Accounting for these inherent features of geochemical data will allow you to accurately estimate means and variances, and from this enables the use of standardised statistical measures - as long as you’re log-transforming your data. When performing multivariate analysis, use log-ratio transformations (including the additive logratio alr(), centred logratio clr() and isometric logratio ilr()).

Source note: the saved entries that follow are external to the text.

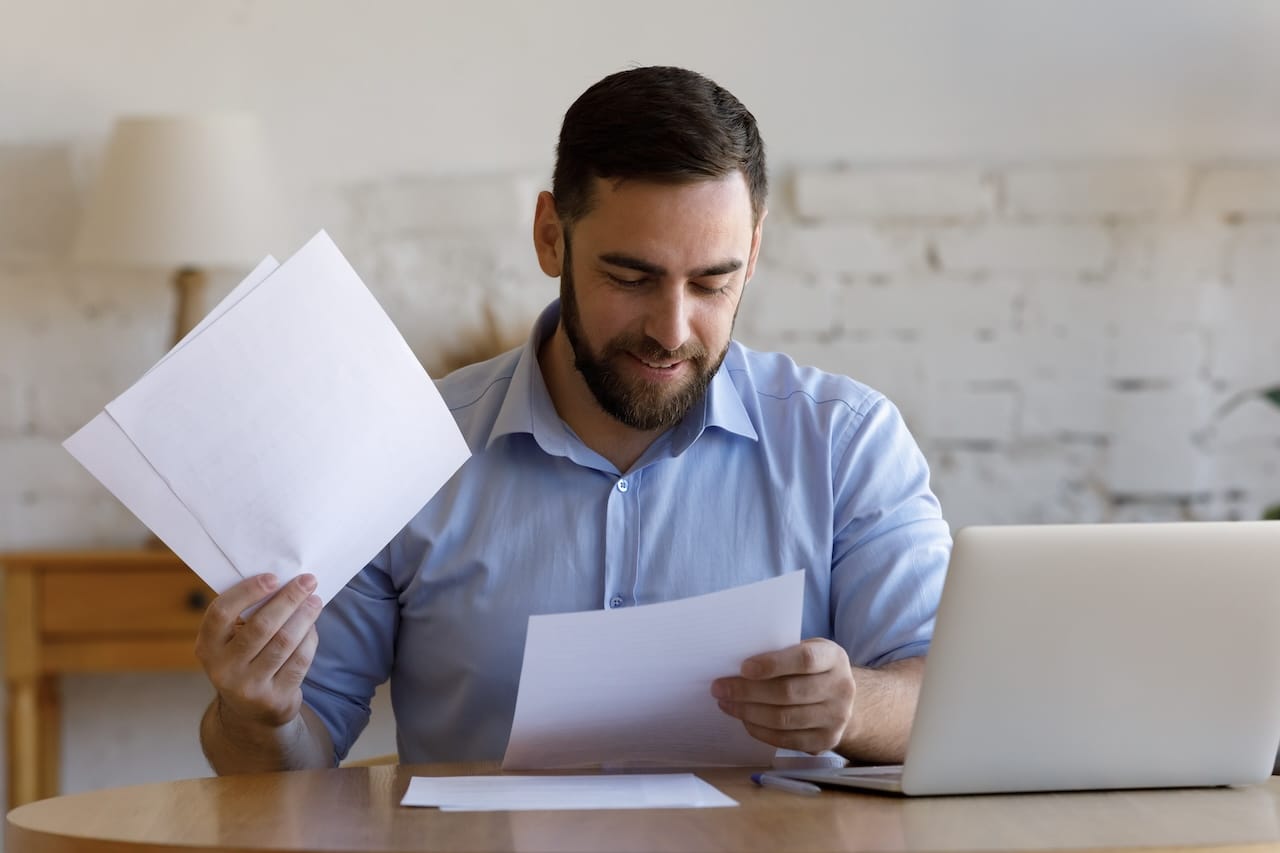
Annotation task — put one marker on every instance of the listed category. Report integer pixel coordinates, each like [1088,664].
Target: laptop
[1091,657]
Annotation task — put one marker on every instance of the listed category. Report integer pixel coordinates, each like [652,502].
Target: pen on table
[782,783]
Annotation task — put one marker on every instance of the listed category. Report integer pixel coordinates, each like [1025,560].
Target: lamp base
[191,284]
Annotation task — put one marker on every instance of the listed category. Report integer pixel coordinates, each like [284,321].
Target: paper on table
[631,687]
[295,427]
[525,793]
[108,454]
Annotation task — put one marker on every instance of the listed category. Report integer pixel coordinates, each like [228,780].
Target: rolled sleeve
[355,653]
[891,546]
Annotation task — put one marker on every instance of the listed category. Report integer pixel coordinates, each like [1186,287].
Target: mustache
[649,350]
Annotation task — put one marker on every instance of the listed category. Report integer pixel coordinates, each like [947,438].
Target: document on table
[292,430]
[631,688]
[525,793]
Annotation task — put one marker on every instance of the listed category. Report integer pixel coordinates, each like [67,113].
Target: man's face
[650,284]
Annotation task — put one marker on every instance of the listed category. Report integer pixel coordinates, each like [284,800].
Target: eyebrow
[640,265]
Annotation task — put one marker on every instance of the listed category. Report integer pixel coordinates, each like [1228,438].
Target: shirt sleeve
[355,655]
[890,546]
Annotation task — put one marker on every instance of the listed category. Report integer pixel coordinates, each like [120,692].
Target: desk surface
[356,808]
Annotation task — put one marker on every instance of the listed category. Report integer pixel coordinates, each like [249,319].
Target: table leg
[24,740]
[50,737]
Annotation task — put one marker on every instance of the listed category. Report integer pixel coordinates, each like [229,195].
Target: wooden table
[86,611]
[356,808]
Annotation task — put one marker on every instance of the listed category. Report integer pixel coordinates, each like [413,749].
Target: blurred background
[1048,231]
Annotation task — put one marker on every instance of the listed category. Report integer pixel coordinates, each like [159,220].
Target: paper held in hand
[631,688]
[293,430]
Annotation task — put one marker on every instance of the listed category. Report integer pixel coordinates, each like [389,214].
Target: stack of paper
[293,430]
[528,793]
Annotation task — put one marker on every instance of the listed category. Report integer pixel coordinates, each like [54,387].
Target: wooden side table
[86,611]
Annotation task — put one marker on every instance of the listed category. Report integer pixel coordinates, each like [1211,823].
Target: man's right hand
[257,664]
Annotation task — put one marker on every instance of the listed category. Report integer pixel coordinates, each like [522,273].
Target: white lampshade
[182,191]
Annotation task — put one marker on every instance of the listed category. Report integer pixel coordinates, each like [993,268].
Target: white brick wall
[1239,190]
[1001,247]
[1060,340]
[1002,308]
[1093,192]
[909,195]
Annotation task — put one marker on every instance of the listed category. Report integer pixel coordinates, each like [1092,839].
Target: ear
[755,246]
[548,236]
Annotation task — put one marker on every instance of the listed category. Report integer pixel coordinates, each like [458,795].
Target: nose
[667,320]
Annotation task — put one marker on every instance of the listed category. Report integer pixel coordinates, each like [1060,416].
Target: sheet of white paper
[631,688]
[525,793]
[296,427]
[260,274]
[108,454]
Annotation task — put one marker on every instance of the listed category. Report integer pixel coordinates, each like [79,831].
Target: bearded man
[629,452]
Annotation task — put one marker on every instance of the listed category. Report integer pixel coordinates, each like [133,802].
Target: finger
[784,717]
[807,657]
[295,669]
[263,625]
[787,689]
[812,740]
[282,644]
[220,617]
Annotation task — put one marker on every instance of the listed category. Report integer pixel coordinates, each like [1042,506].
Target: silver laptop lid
[1074,657]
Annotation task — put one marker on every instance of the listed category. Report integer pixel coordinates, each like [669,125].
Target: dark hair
[656,123]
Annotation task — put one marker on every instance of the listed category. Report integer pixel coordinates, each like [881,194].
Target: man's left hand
[798,698]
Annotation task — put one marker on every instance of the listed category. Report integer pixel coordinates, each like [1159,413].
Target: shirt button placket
[617,571]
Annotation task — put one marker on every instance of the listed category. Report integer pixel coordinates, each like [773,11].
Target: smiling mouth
[663,366]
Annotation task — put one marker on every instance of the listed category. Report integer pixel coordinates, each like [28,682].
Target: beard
[640,405]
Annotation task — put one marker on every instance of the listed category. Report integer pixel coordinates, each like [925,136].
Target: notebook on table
[1092,657]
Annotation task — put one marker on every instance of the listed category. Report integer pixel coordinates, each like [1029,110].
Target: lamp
[184,194]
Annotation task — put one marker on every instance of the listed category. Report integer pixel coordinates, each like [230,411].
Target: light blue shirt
[778,468]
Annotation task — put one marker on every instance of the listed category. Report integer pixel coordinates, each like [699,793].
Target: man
[630,452]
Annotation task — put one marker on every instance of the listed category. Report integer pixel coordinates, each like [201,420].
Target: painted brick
[1187,252]
[958,356]
[892,194]
[1064,331]
[1232,190]
[1028,483]
[1243,345]
[1251,468]
[1119,190]
[1255,420]
[937,305]
[1253,255]
[39,204]
[1024,249]
[970,415]
[844,249]
[1065,409]
[13,405]
[1152,451]
[782,301]
[1164,355]
[446,204]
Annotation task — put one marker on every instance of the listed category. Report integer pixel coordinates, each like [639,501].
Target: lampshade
[181,191]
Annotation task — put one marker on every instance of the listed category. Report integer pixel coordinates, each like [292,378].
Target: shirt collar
[528,406]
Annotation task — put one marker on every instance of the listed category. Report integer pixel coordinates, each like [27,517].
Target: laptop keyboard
[892,771]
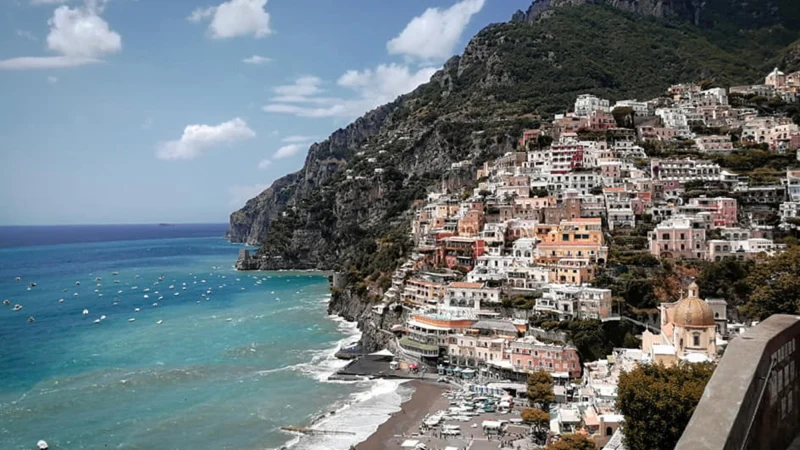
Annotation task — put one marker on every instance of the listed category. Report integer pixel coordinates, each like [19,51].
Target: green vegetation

In this case, the logratio-mean is implemented for you:

from pyrolite.comp.codata import logratiomean
import itertools

fig, ax = plt.subplots(2, 2, figsize=(12, 12), subplot_kw=dict(projection="ternary"))
ax = ax.flat

for columns, a in zip(itertools.combinations(["A", "B", "C", "D"], 3), ax):
    columns = list(columns)

    df.loc[:, columns].pyroplot.scatter(
        ax=a, color="k", marker=".", label=df.attrs["name"], no_ticks=True
    )

    df.mean().loc[columns].pyroplot.scatter(
        ax=a,
        edgecolors="red",
        linewidths=2,
        c="none",
        s=50,
        label="Arithmetic Mean",
        no_ticks=True,
    )

    logratiomean(df.loc[:, columns]).pyroplot.scatter(
        ax=a,
        edgecolors="k",
        linewidths=2,
        c="none",
        s=50,
        label="Geometric Mean",
        axlabels=True,
        no_ticks=True,
    )
    a.legend(loc=(0.8, 0.5))